Assuming each home averaged $150,000 in value, I would control a cash flowing beast worth $1,500,000. Almost all the income would be tax free due to tax deductible interest, maintenance, management fees and depreciation. Worse case, I would cash flow at $2500 per month tax free. That’s like earning $3,333/mo in a day job.
I’m a landlord and love real estate-ka-boom!
If you are an experienced investor, you are better off buying an apartment building. Same principle with higher returns and easier mangement. That’s been my focus over the last few years after buying my first 10 homes.

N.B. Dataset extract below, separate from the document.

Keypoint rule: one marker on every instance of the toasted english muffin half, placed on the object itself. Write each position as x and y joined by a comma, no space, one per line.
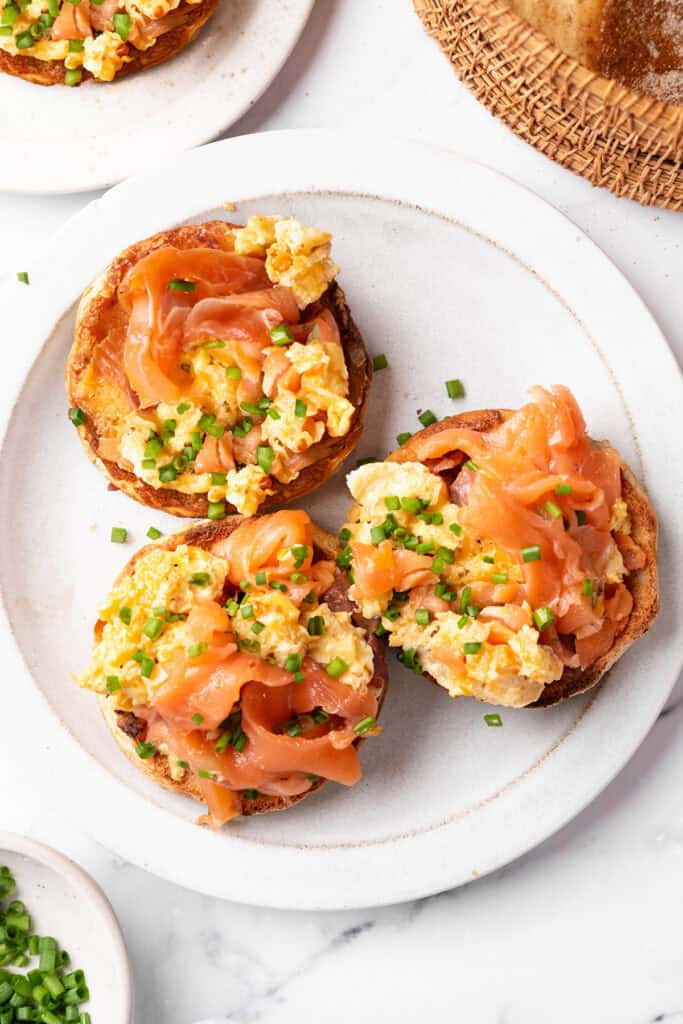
187,19
480,559
130,729
101,326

Dave Ramsey is great at getting you out of debt. The problem is he doesn’t show you how to invest or increase your income. His claim of 12% returns is dangerous and lulls people into thinking they can save less to retire on more. 8% withdrawal in retirement is nuts and will force you to spend down retirement assets in no time flat. Anyone who retired with a Dave Ramsey portfolio in the year 2000 at 8% withdrawals would be down to social security and living off their kids.

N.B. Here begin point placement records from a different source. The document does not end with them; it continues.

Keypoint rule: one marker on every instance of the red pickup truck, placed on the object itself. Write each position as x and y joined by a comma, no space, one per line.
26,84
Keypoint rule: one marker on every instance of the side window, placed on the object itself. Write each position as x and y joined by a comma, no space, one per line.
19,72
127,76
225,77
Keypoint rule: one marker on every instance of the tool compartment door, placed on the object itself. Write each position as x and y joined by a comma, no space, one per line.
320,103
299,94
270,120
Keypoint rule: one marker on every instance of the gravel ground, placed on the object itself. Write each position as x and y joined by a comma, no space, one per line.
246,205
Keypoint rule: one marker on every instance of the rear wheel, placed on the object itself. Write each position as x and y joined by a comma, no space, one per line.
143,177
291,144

Good show. Like the banter!
J. Money
I admire y’all real estate lovers – makes my stomach hurt just thinking about it all!
Glad you’re enjoying the show, man 🙂
Steve Stewart
Hey Cory,
I would expect that kind of answer from a landlord! I’m being serious. I don’t expect everybody to be their own car mechanics or doctors but if you have worked on cars for 10 years then you can make a better decision when buying a car than someone who has never changed their own oil.
Someday I may get into real estate investing, but for now I have retirement and my daughter’s future to save for.
As for your note about Dave Ramsey’s advice “lulls people into thinking they can save less to retire on more”: If someone only saved $100 a month for 40 years then they would be following Dave Ramsey soundbites – not what he teaches. He advises 15% into retirement after being consumer debt free with an emergency fund. Then, when the house is paid off, save/invest even more money – not just $100.
It’s great to have you along. Be sure to check out Episode 18 when Paula answers more real estate investing questions!
Allen R.
Paula doesn’t know Ricky Bobby ( Talladega Nights), Bobby Boucher “Booshay” ( Water Boy), or Seinfeld!!! Lol and omg, too cute. Well at least you have some good binge worthy shows and movies to look forward to if you haven’t already. Go ahead and add Napolean Dynamite to the classics list too. This comment may be misplaced on this thread but it’s here somewhere I got a good chuckle. Thanks Paula.